DEQ's lack of oversight comes at a time when regulators expect to receive seven or more applications for new in-situ leach uranium mining operations throughout the state. Dozens of new players intend to open production from Rawlins to the Gas Hills to the Powder River Basin and into the extreme northeast corner of the state.
The in-situ mining process involves a series of closely spaced wells that flush uranium material through water aquifers. Several landowners and conservation groups have expressed concern in recent months about whether regulators are prepared to protect groundwater and surface resources.

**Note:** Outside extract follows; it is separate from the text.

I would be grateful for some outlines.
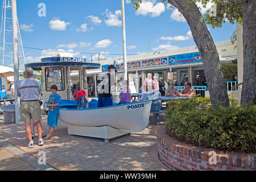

"Even if the state and the public receives appropriate assurances from the companies up front through permit conditions and bonding, the Department may not have the capacity to investigate and enforce violations the way you have done in this matter. We have heard these concerns echoed by department staff," Powder River Basin Resource Council organizer Shannon Anderson said in a recent letter to DEQ.
Land quality and water quality division officials within DEQ are in the process of re-evaluating procedures and staffing levels in regard to the expected increase of uranium mining in the state, according to Corra.
Those recommendations are forthcoming, he said.
Corra said it was an anonymous tip that prompted then DEQ land quality administrator Rick Chancellor to conduct an investigation of the Smith-Highland Ranch uranium mine, which falls within the division's District 1. Beginning in October 2007, Chancellor brought in the division's District 2 supervisor, Mark Moxley, to lead the investigation in order to get a "fresh set of eyes" perspective.
Chancellor has since left the land quality division to become administrator of the Abandoned Mine Lands division.
Don McKenzie is the new land quality division administrator. He said there's been no disciplinary action within DEQ staff as a result of the Smith-Highland Ranch investigation.
Of the environmental performance at the Smith-Highland Ranch mine, McKenzie said, "I have no intention of allowing this to continue."
Despite what DEQ considers grossly inadequate bonding for the mine, the mine has been allowed to continue normal operations.
Corra said it was unfortunate that it took a high-level investigation to bring the alleged scope of violations at the Smith-Highland Ranch mine to light. Staffing and a dwindling knowledge base in the uranium industry were factors, he added.
"Regardless of what the staff did or did not do best, it does not relieve a permit holder from doing what they are supposed to do," Corra said. "We're taking actions to make sure there's not a recurrence of this sort of situation."